De lá pra cá, aprendi (e aprendo) tanto, que por vezes só sei que sei quando me deparo com o problema, muitas vezes inédito, na hora “H”. O poder de improviso liga o botão ON e a gente vai. Mete a cara. Resolve. Por vezes, até se arrisca. Mas no final, a gente resolve.

 

Aprendi sobre realidades.

 

Conheci pessoas. Ampliei meu círculo relacional.

 

Entendi melhor o ser humano e os interesses (os bons e os “nem tanto”, os coletivos e pessoais…) que existem por trás de cada movimento humano.

 

Aprendi a falar. E também a calar, embora aqui eu ainda falhe miseravelmente.

 

Fui convidado a vislumbrar visões de mundo distintas da minha. Caí de cabeça, fui fundo. Conheci da miséria latente do interior de Afuá, no Marajó (uma das regiões mais pobres do Brasil), até o senso de coletividade/civilidade que fazem da Espanha um lugar incrível, pronto a sediar um evento que lance diretrizes pra um mundo mais decente.

 

Pude testemunhar as dificuldades das pessoas em pontos distantes de uma já distante São Félix do Xingu, até os dramas do outro lado do mundo, nas ilhotas da Indonésia, lá na Ásia, que sofrem em modos e proporções muito parecidas com as nossas, talvez pelo bem e mal de compartilharem a mesma latitude no globo.

 

Aprendi que muitas vezes os processos são tão (ou mais) valiosos que os resultados. Entendi que existem frutos impossíveis de contabilizar ou mensurar, mas você sabe que eles estão lá, que foram gerados. Pontes que você fez entre órgãos, setores ou pessoas, e que vão gerar excelentes entregas logo ali na frente. Você deu sua contribuição, “uniu as pontas” e nem é capaz de imaginar o quanto foi importante estimular isso.
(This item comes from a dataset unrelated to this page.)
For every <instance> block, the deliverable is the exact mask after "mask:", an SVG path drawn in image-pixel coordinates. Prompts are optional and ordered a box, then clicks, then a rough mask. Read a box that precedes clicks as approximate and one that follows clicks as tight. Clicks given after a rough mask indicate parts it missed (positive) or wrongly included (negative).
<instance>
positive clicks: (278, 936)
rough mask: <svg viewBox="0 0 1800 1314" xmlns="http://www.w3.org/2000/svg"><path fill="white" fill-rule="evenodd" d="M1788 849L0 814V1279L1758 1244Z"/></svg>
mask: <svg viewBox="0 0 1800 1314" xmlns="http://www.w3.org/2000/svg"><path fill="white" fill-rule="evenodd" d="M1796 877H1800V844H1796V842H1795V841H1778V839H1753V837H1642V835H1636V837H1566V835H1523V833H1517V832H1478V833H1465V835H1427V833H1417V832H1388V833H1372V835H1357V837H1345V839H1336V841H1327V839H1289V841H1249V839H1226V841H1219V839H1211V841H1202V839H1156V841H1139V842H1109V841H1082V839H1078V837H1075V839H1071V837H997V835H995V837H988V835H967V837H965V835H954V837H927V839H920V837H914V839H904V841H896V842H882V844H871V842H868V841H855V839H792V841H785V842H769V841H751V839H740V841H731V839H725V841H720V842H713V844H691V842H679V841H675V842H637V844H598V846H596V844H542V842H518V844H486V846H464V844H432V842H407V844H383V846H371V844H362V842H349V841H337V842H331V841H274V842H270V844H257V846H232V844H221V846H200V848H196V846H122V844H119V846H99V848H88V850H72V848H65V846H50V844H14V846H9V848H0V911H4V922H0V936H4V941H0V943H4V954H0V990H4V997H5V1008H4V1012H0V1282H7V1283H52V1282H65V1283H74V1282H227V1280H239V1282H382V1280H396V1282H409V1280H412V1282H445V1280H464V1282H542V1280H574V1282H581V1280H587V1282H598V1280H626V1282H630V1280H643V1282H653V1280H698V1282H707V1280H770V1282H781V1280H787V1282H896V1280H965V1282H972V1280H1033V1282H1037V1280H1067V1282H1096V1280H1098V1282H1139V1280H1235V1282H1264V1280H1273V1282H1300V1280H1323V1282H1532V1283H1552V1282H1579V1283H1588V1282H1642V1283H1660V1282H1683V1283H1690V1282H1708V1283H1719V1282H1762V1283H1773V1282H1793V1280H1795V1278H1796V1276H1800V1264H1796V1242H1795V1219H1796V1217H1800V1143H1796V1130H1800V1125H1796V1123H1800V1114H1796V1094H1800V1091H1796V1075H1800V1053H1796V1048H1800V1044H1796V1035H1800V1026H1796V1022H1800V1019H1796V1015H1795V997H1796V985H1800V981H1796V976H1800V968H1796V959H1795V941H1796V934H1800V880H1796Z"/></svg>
Não dá nem tempo de contabilizar, avaliar…

 

Contudo, no afã e na angústia de querer realizar coisas – com aquele senso de urgência que já é natural dos que trabalham na área de Meio Ambiente e Desenvolvimento – a gente “ganha” alguns desafetos também, o que aprendi ser “do jogo”.

 

Aprendi que se tivermos que agradar, que seja “o espírito da Lei” e o “bom senso” que cada caso concreto pede. O mesmo bom senso que meu avô costumava classificar como “a mais sublime das leis”.

 

Aprendi também que às vezes não é “o que” se coloca, mas “como” se coloca. E essa a gente aprende a duras penas. Haja incompreensões, mal entendidos e zangas geradas… Algumas, justas, com fundamento. Outras, nem tanto. Paciência, segue o jogo, o importante é não esmorecer. Existe algo acima de tudo isso que sempre vale a pena. O propósito tem que estar sempre acima.

 

Por vezes, também agi mal. O tempo mostra isso quando a gente olha pra trás com mais sensibilidade e menos ímpeto.

 

Esse mesmo tempo passa e percebemos que existe um ouro pouco comentado dentro do Serviço Público, e se chama Inteligência Emocional. Por muitas vezes, zanguei-me e frustrei-me por não querer aceitar lógicas que pra mim não faziam o menor sentido, ou eram menos eficazes ao que se propunham na origem. Mas é como um dia alguém disse: “a lógica não tem compromisso com nada, nem com a verdade”. Em certas situações, aprendi que nem sempre as lógicas mais fundadas são as que servem melhor. Às vezes, um caminho menos rebuscado e mais pragmático traz mais e melhores resultados. É quase como dizer que um Chevette pode te dar uma viagem mais rápida ou confortável que um Corolla. Eu sei, é meio difícil de entender. Mas o Serviço Público ensina muita coisa que, aos mais atentos, é até complicado assimilar à primeira vista. Depois, as coisas se tornam mais palatáveis, se formos atentos o suficiente pra ler as situações.

 

No Serviço Público, também falhei. Muitas vezes.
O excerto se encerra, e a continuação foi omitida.